Nuestro país, que inició con ilusión la recuperación de la aventura democrática devolviendo al pueblo las instituciones a través de la descentralización de la gestión en las autonomías y ayuntamientos, lleva tiempo recorriendo un peligroso camino hacia la disgregación, borrando las viejas referencias que nos unían sin sustituirlas por otras, al tiempo que se acelera la construcción de identidades nacionales menores que alimentan la reivindicación y la confrontación en vez de la cooperación para construir un estado más fuerte que pueda cuidar con más eficacia y eficiencia de todos los ciudadanos.

Este mal nos afecta a casi todos, no es privativo de la izquierda o la derecha. Tras el franquismo, a la derecha se le puede achacar específicamente su lentitud en el distanciamiento de la herencia franquista, sus políticas activas para reducir las estructuras del estado y el colchón protector de los ciudadanos menos favorecidos y con mayor riesgo de exclusión social, y su exceso de fe en que la sociedad civil sabrá y podrá autoorganizarse y defenderse frente a la amenaza de las élites económicas.

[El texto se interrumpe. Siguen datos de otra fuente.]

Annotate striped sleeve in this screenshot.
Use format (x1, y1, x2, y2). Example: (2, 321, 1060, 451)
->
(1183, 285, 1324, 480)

Nuestras izquierdas, por su parte, han abominado del estado español, primero por franquista y luego solo por español, y se han entregado a su disolución en aras de una utópica federación o confederación de pequeños estados nación. A la izquierda se le atribuye una responsabilidad, por acción u omisión, de la centrifugación del país, marcada históricamente por los nacionalismos vasco y catalán, a la que los propios partidos de ámbito estatal se entregaron: el PCE/PSUC y demás partidos de extrema izquierda de la transición mostraron un camino que luego han seguido los partidos de la órbita de Podemos y hasta el PSOE/PSC y demás socialistas federalistas.

El cultivo de la identidad local, con la excusa de la lengua, la geografía o la pura idiosincrasia, a veces provocada por una mala política de redistribución del poder, y bajo la inspiración del independentismo vasco y catalán, ha despertado nacionalismos, regionalismos y cantonalismos donde estaban dormidos, muertos o donde ni siquiera se habían documentado previamente. Aparte de los partidos independentistas catalanes, vascos, y gallegos, tenemos en las Cortes a Unión del Pueblo Navarro, Coalición Canaria, Partido Regionalista de Cantabria, Foro Asturias, Teruel Existe. Y en las próximas elecciones tal vez veamos una explosión de propuestas (ya se conocen más de 160 asociaciones de 30 provincias) organizadas en torno a la identidad de la España Vacía.

En el seno de las organizaciones de derechos sociales e individuales ha ocurrido más de lo mismo; una multiplicación de las identidades y su reivindicación a través del enfrentamiento a la identidad de los otros, a los que se los mira como adversarios en lugar de como conciudadanos. El simple juego musical y estético de las tribus urbanas se ha ido transformando en una lucha a brazo partido por la hegemonía social en la jungla democrática. Ahí tenemos el planteamiento machista tradicional que rechaza otras identidades y les niega la visibilidad y el derecho a la ciudadanía. Y el efecto reacción de un movimiento feminista exacerbado, cuyos representantes más extremos ven lo masculino como amenaza (como un pene que amputar) en lugar de como complemento. O el enfrentamiento entre el movimiento transexual con el feminismo más clásico. No es sencillo reconocer y reconocerse como parte de un todo. Los niños pequeños no lo saben hacer hasta cierta edad. Los bebés pueden incluso ver sus manos o sus pies como seres extraños. Sentirse parte de un todo es algo que debe aprenderse y cultivarse. Si no lo hacemos, como sociedad, estamos condenados a la autodestrucción.